我知道他正在我温暖高潮的阴道里射精中,我一面无法自控地扭动身体,一面瞪大双眼,看着许剑浑身发颤,插在自己体内的阳具正在射出精液,两人的身体紧密的贴在一起,不约而同开始痉挛抽搐。

        我的身体原本是我熟悉的,但此刻却让我觉得很陌生,无法将以前纯洁无知的我与现在如此淫荡的肉体和膨胀的肉欲相连接起来。

        稍后,许剑整个人便瘫软,伏在我身上,只是臀肌还不时的悸动着射精后的余颤,好像灿烂耀目的流星从夜空划过之后残留着一点暗淡的尾光。
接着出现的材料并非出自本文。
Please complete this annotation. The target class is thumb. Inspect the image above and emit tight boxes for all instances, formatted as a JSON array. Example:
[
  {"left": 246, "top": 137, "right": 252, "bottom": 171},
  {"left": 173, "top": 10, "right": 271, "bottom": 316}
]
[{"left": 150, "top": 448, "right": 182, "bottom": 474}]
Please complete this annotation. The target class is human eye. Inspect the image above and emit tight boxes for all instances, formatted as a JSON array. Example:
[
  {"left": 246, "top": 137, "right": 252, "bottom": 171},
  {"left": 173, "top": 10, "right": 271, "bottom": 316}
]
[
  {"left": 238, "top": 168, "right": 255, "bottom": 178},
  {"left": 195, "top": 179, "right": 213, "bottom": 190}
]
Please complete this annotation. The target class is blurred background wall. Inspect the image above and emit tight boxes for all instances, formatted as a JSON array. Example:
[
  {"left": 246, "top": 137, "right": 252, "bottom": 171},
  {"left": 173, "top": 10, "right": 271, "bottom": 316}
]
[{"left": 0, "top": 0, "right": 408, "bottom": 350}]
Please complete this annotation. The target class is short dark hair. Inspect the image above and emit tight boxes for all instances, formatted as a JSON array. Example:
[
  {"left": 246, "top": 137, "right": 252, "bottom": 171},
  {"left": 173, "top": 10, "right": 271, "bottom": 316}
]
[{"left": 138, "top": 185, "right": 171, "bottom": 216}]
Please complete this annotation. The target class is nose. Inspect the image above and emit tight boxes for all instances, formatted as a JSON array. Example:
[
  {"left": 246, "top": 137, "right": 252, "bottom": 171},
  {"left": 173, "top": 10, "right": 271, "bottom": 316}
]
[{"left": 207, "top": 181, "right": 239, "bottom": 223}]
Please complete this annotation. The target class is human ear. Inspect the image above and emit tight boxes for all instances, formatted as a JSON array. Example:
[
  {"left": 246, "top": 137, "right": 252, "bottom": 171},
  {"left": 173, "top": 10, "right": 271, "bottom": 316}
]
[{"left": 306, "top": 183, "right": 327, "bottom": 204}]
        许剑微微的起了一下身体,似乎在预告着我他身体即将从我身体里的离去,我身子微微摇晃了一下好像不情愿的哼了一声,两双腿仍然紧紧的抿着。

        女人总是对侵入自己身体男人的离去生出一种莫名的眷恋。

        我显然不太敢把这种心绪表露出来,而我更宁愿相信是我身体受到彻底满足而生发出的一种情绪。

        许剑只是将阴茎多停留在里面小会后,他的身体一点点地从我的体内退出,那截刚才威猛有力,热烫激昂给我带来无比激越的器官也随着主人身躯的离去而从我依然滚热的腔道里渐渐滑出来,但中间还拉出几条细细长长的液体。
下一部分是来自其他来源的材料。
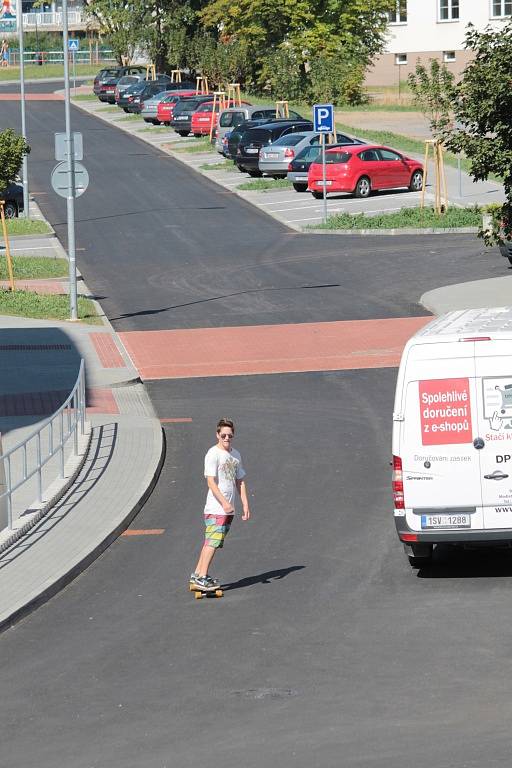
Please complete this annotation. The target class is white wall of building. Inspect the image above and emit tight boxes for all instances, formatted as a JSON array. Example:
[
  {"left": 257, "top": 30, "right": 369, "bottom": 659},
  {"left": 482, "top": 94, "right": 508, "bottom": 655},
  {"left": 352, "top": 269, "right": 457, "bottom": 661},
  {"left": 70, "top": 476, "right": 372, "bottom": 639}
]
[{"left": 386, "top": 0, "right": 510, "bottom": 53}]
        许剑彻底地从我身体里退出阳具,把肉棒送到我的嘴边让我含舔,我是如此的感谢他带给我的快乐,所有很乐意含住他的肉棒帮他清理干净。

        老公扑到我身上,让他昂首屹立的肉棒直插我那湿透了的洋溢着许剑精液的洞穴,开始了他对我的征伐……

        我则不停的叫唤着,而且随着老公抽插的节奏越叫越响。